NEW ORLEANS, LA - FEBRUARY 03: Singer Beyonce performs during the Pepsi Super Bowl XLVII Halftime Show at Mercedes-Benz Superdome on February 3, 2013 in New Orleans, Louisiana. (Photo by Kevin Mazur/WireImage)
While Beyonce saw some early sales increases a week ago on Billboard's charts, the full impact of her Feb. 3 Super Bowl halftime performance is felt on this week's tallies.
The new charts reflect the Nielsen SoundScan sales tracking week that ended on Feb. 10 -- the first week's worth of post-game reaction.
For the week, the overall combined album sales of Beyonce and her group Destiny's Child (which reformed during the show) gain by 40% to 28,000. The largest-selling album of either act for the past week was Beyonce's "4," which moved 6,000 (up 59%).
In the week before the Super Bowl (ending Jan. 27), their combined album sales were just 7,000. A week later (ending Feb. 3), they moved 20,000.
Individually, Beyonce's albums sold 15,000 in the week ending Feb. 10 (up 62% from 9,000) while Destiny's Child's moved 13,000 (up 21% from 11,000).
A year ago, in the first week after the Super Bowl, 2012 halftime performer Madonna saw her album sales dip to 22,000 (down from 26,000 the week of the game).
In terms of song download sales, the Beyonce and Destiny's Child sold a combined 280,000 downloads (up 68%) for the week ending Feb. 10. Comparatively, in the week ending Jan. 27, they sold 72,000. A week later, they jumped to 167,000.
The best-selling song by either for the week ending Feb. 10 was Beyonce's "Crazy In Love" -- which was performed in the halftime set. It sold 33,000 for a gain of 203%. The next four largest-selling Beyonce/Destiny's Child songs for the Feb. 10 week were all by Beyonce: "Halo" (32,000; up 68%), "Single Ladies" (22,000; up 81%), "Love On Top" (18,000; up 94%) and "End of Time" (12,000; up 212%).
Splitting Beyonce's and Destiny's Child's song catalogs apart, Beyonce's songs sold 220,000 for the week ending Feb. 10 (up 80%) while Destiny's Child moved 60,000 (up 36%).
Flash back to a year ago, and Madonna's song sales grew to 331,000 in the week after the game (up from 209,000 the week of the game).
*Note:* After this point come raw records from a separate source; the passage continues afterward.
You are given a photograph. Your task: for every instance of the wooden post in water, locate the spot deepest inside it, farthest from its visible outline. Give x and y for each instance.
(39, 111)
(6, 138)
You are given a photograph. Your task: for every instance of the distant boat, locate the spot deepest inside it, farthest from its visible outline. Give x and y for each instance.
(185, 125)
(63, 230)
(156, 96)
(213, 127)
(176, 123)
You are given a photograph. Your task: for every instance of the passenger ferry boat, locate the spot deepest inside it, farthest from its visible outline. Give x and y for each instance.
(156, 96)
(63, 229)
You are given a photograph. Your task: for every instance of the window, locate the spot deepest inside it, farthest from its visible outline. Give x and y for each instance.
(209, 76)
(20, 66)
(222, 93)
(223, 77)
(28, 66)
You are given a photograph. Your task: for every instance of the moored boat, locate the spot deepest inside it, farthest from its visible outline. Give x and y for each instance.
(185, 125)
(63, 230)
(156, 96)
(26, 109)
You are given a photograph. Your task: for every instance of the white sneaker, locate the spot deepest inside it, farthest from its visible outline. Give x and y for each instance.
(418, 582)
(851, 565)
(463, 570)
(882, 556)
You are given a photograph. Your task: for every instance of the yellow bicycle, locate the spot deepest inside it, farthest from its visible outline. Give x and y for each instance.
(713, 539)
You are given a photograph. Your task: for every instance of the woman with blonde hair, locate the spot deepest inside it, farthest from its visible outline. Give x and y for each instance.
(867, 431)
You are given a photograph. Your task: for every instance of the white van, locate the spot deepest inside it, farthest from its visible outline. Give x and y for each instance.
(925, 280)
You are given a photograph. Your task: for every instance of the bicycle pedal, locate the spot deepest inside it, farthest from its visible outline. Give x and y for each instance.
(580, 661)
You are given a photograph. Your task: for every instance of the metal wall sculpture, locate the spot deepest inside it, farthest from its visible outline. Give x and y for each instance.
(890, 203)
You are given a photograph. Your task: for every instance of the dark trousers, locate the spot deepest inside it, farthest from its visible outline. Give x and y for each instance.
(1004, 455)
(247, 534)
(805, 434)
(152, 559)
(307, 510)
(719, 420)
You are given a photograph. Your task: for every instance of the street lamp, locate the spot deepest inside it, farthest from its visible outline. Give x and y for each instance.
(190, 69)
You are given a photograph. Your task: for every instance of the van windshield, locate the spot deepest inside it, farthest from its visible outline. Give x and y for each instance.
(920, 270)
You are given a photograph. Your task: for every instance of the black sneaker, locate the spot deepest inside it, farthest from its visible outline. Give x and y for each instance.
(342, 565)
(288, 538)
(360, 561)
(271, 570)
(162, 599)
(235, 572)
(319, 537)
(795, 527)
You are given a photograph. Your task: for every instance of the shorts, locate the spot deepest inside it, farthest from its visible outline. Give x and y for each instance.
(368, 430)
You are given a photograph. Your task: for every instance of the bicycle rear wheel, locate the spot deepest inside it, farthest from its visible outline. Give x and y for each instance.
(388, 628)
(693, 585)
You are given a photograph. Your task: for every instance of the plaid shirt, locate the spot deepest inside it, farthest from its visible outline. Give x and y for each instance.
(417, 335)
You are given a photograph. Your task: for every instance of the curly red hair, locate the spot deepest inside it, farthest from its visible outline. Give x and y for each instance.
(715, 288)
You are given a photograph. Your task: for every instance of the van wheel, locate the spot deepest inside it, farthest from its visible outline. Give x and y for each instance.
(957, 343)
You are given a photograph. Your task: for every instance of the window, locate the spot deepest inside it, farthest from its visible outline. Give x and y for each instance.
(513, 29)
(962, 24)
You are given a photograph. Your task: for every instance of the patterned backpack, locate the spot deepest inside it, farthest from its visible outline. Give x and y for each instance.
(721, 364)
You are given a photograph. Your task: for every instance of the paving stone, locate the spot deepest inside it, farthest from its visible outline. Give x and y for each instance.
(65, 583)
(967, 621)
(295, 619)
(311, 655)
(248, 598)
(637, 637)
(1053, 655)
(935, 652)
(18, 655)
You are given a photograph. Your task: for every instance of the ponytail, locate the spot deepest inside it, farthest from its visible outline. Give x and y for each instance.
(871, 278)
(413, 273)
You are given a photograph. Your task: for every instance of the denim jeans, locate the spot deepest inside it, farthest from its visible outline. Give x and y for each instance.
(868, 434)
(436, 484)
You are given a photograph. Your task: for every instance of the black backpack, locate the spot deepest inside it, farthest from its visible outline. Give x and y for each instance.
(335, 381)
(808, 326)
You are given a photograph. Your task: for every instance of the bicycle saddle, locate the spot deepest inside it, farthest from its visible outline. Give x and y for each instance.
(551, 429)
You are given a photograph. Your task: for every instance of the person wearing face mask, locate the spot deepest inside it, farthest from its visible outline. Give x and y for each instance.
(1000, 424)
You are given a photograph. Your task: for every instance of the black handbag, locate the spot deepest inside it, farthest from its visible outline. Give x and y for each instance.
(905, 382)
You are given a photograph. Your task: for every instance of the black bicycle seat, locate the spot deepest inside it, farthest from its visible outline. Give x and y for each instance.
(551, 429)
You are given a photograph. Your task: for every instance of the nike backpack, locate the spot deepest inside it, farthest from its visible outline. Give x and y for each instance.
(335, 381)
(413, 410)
Those numbers are much larger than Beyonce's because Madonna's then-new single "Give Me All Your Luvin'" had just been released. The song sold 165,000 in the week after the Super Bowl, and 115,000 the week of the game.
If you removed the new cut from the total, the sales would decrease to 166,000 post-game and 94,000 the week of the game.